Friends & Families
Preventable re-admissions to hospitals have many causes.
The costs of these avoidable readmissions are now high enough that doctors, nurses and hospitals are searching for ways to reduce them.
You, the patient, or you, a friend or family member, can help prevent a readmission to the hospital.
How?
Manage your exit from the hospital, the return to home and a prompt visit to the doctor within 3-5 days after discharge.
- You want to go home ready to follow the discharge plan. You have to plan to follow the plan because it may require you to do certain things in a certain way at certain times. These are things which are within your ability to control as best you can. What you eat. Taking medicine as directed. Following the orders for physical therapy, for example. Following the plan reduces your odds of having an unplanned readmission to the hospital. This plan is for your benefit.
- Have a close friend or family member come up to your room at discharge and discuss the discharge plan with the nurse. Don’t ask the person picking you up to wait until a staffer wheels you to the front door. Four ears are better than two. Going home from the hospital is a big deal. Patients tire more easily than they may expect. You may not remember what you were told.

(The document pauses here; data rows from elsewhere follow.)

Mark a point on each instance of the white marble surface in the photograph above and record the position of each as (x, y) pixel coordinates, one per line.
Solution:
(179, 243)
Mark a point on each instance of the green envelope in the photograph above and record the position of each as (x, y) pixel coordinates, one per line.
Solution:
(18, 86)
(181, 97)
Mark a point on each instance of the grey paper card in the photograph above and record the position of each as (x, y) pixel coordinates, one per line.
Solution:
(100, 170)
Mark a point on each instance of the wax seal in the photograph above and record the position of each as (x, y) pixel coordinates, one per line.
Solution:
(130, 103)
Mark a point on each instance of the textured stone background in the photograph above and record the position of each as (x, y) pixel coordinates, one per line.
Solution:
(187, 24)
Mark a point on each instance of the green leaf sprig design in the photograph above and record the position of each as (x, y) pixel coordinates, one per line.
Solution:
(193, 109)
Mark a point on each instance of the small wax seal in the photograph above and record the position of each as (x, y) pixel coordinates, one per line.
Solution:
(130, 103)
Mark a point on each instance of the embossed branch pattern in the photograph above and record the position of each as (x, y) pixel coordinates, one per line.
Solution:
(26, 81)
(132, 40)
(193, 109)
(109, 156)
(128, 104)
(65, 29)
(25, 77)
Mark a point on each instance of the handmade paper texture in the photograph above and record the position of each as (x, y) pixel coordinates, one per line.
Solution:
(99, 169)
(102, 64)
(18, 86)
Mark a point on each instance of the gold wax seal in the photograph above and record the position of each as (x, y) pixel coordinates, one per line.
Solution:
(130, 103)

- Be sure you or your companion understands the discharge plan. If both of you do, that’s even better. Stop the nurse if you don’t understand something. Ignore the fact that the plan may be read to you quickly-in-a-rote-way. Discharge time is busy and the nurses are moving things along as best they can. Listen! Follow along as the plan is read! Ask questions! What do they mean by “resume normal activity?” What does “feel better” mean exactly? A general sense of improvement? Or, does the patient need to be able to meet certain measures before one could say the treatment plan is successful? You need to know. Do you see any reasons why you cannot follow this plan? You must go up stairs, for instance, even if they are telling you to avoid them. Explain those to the nurse so you can get advice about what to do.
- Always fill the prescription orders you are given on the way home or shortly after. You may need to start the medications right away. Be sure you know why you are taking the medication. What is it supposed to do? What side effects should be reported to your doctor? When should you expect results? All of these questions will help you and people helping you understand how your body is responding to that medication. Do not stop a medication on your own without talking to a doctor or nurse who knows your care plan or other qualified medical professional, such as the pharmacist.

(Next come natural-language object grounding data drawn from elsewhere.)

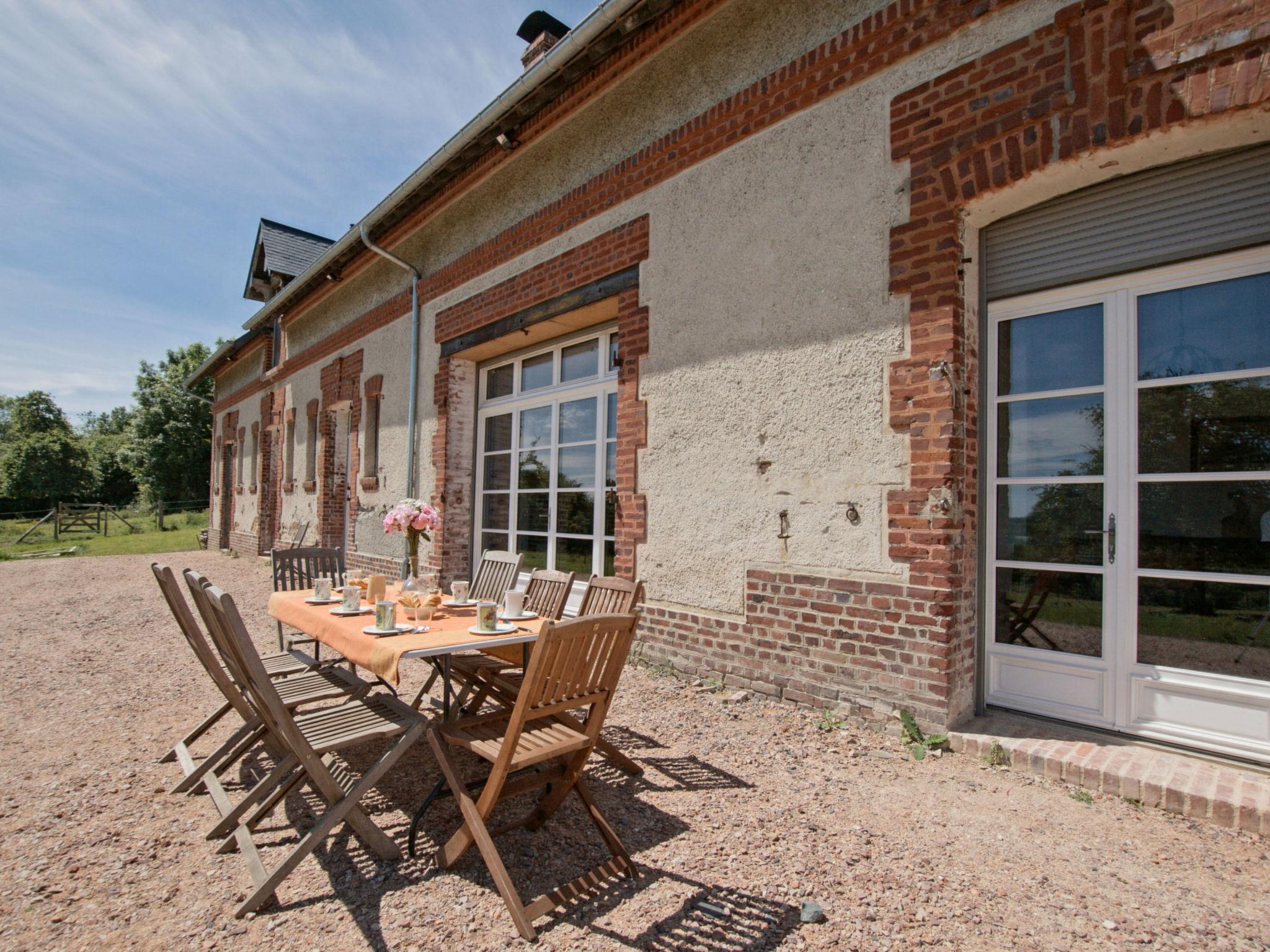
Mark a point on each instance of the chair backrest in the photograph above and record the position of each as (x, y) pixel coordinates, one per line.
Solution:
(548, 592)
(607, 594)
(259, 689)
(298, 568)
(198, 586)
(195, 639)
(574, 664)
(495, 574)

- Always make your return appointment to see a doctor at the time of discharge or as soon as you get home. You will be told to come back to a hospital clinic or to see your own physician. Normally, these appointments are made for a time within 3-5 days after you leave the hospital. Be sure you take your discharge plan if you are to go see your regular doctor. Your own doctor likely will not have received a copy of the hospital report unless your physician works for the hospital and has access to your records. If your first doctor visit is to be useful, take everything you received at discharge. Be sure you tell the person who makes appointments why you are coming. Your doctor may not even know you were admitted.
-Always report changes which no one mentioned. If the patient has a fever, which was not something you were told could happen, call the doctor whose name you were given. If the patient has an accident, a fall, report that. A fall may be “nothing” or “something.” We patients can’t tell the difference.

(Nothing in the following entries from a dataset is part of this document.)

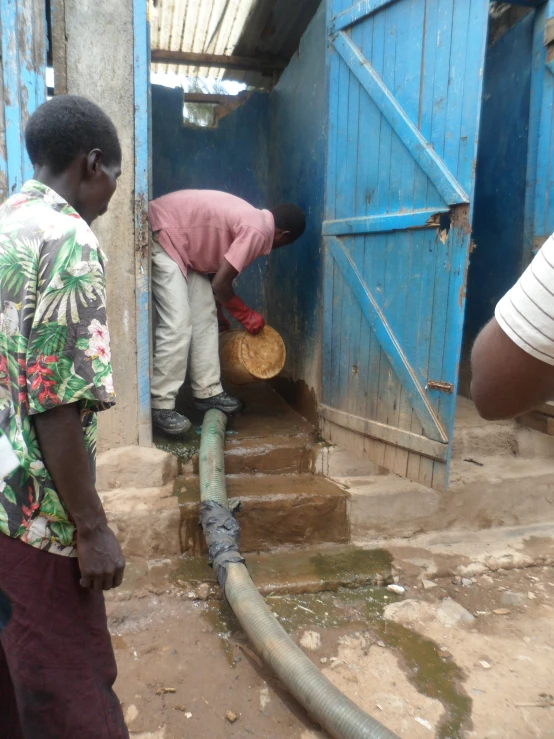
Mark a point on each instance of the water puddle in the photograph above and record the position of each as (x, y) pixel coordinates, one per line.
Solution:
(184, 448)
(431, 673)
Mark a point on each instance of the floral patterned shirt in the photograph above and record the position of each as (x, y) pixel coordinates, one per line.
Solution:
(54, 350)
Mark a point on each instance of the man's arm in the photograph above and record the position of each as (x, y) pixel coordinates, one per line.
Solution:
(62, 444)
(507, 381)
(222, 283)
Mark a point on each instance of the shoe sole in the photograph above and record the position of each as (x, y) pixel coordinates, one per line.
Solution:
(173, 432)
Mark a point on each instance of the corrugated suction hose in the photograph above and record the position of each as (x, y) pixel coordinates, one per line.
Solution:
(336, 713)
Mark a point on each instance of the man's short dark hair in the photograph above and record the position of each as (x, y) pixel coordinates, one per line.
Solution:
(67, 126)
(290, 218)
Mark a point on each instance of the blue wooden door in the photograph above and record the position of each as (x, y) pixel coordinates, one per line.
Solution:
(539, 206)
(22, 85)
(404, 90)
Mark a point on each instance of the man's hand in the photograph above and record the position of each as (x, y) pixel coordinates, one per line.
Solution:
(252, 321)
(101, 560)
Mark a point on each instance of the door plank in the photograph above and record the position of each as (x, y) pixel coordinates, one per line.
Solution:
(433, 166)
(386, 433)
(387, 340)
(383, 223)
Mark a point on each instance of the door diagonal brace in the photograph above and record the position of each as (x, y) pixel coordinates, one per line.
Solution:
(388, 341)
(434, 167)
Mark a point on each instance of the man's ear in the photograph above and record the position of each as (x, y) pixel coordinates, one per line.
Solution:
(94, 163)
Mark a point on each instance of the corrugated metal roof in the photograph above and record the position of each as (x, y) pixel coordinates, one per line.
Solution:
(273, 30)
(250, 28)
(201, 26)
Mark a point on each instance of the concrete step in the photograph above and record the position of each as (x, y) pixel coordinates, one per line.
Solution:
(477, 439)
(292, 571)
(268, 437)
(312, 570)
(495, 492)
(276, 510)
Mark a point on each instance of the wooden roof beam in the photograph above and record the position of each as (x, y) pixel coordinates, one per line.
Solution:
(221, 61)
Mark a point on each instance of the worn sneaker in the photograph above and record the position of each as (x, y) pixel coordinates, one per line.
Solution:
(222, 402)
(170, 421)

- Always keep notes for the day. On a scale of 1-10, 10 being well, how did the patient feel? Were there any problems following the treatment plan that day? What were they? How did you solve that? You will not remember what you need to report if you don’t make notes at the time. They make charts. We patients or family members make our own charts, too.
….“There are many reasons for (hospital) readmissions, including high rates of medical errors and hospital-acquired infections; lack of communication between doctors who care for patients in the hospital and their regular physicians; trouble getting a prompt doctor’s appointment after discharge; missed referrals for home health care; and poor coordination and medication management during transitions from hospital to home or nursing home.
“Transitions are just so dangerous. Every time you move a patient from one setting or facility to another, you have to ask, ‘Is something going to go wrong?’ ” said Joan Teno, a geriatrician at Brown University Medical School, who has often treated her patients in nursing homes for conditions that otherwise would propel them back to the hospital. Teno said the ways nursing homes are paid mean it’s often easier for them to let the hospitals take care of sick patients.
“Experts don’t agree on how many readmissions are avoidable. Dozens of promising initiatives designed to cut down on them are underway. But many experts say sweeping changes are needed in how health care is delivered and how hospitals and doctors are paid — sensitive issues that confront Congress and the medical industry in the debate on overhauling the health system.”